Zapowiadane od kilku lat sportowe coupe AF8 marki Arash staje się faktem. To już czwarty model w liczącej kilkanaście lat historii firmy, której przewodzi Arash Farboud, ale pierwszy, który ma wejść do produkcji pod jej skrzydłami. Sztuka ta nie udała się z prototypami GT i AF10, ani z małym coupe GTS, które jako G60 oferuje Ginetta.
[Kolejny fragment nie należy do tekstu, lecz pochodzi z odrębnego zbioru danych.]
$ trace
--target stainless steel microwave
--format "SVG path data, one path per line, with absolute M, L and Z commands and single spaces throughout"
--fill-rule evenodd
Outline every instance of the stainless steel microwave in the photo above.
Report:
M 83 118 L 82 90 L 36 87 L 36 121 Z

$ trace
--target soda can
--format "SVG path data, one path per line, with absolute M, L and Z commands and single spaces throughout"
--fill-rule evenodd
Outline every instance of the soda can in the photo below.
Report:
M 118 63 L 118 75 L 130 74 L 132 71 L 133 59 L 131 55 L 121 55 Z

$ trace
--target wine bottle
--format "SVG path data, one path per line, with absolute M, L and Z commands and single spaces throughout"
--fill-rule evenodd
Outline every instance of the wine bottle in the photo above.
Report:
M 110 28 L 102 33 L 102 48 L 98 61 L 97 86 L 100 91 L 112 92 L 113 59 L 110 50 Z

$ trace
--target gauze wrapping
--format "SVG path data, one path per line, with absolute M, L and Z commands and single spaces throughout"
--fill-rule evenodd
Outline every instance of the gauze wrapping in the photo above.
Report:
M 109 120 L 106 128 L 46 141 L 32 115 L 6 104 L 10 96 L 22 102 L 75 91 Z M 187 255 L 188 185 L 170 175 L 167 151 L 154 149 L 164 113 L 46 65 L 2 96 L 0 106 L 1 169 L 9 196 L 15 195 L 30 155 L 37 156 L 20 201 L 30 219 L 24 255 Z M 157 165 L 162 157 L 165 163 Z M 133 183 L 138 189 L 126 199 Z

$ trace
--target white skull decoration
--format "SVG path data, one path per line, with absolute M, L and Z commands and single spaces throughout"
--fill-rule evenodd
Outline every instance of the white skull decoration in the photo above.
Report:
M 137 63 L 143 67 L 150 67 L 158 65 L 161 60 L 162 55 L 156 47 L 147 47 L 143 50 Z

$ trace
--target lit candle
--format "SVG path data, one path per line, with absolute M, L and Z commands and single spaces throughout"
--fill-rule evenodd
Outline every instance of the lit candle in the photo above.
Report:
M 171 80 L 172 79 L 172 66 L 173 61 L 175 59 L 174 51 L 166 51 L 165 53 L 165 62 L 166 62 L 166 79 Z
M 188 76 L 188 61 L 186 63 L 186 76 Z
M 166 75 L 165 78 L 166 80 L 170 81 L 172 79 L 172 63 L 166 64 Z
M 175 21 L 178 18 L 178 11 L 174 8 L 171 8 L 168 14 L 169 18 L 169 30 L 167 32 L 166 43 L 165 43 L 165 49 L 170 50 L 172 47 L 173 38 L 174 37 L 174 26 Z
Arash AF8 powstał na aluminiowej, rurowej ramie przestrzennej ze wzmocnieniami z włókien węglowych oraz Kevlaru. Coupe z niezależnym zawieszeniem ze stalowymi wahaczami i regulowanymi amortyzatorami stoi na oryginalnych felgach o średnicy 19 cali z przodu i 20 cali z tyłu. Ogumienie Michelin Pilot Cup 2 na tylnej osi, którą stale dociska do podłoża nieruchome skrzydło, ma szerokość aż 345 milimetrów.

Arash AF8

Sercem AF8 jest widlasta ósemka, kuta od dziesięcioleci przez General Motors. Ważący około 120 kilogramów silnik przy pojemności siedmiu litrów rozwija 558 koni mechanicznych oraz prawie 640 niutonometrów. Napęd na tylną oś przekazuje ręczna, 6-stopniowa skrzynia biegów, dla której na razie nie ma alternatywy. Coupe o długości około 415 centymetrów i masie blisko 1200 kilogramów ma według wstępnych założeń rozpędzać się do 60 mph w czasie 3,5 sekund i przekraczać prędkość 322 km/h.

Arash AF8

Brytyjskie Arash Motor Company zamierza rozpocząć sprzedaż modelu AF8 od 36 egzemplarzy "pierwszej edycji", z których każdy opuści fabrykę w Newmarket w żółtym lakierze. Cenę auta ustalono na poziomie 165 tysięcy funtów, wliczając w to 20-procentowe podatki. Według aktualnych kursów walut oznacza to wydatek ponad 840 tysięcy złotych. Czy to może się udać?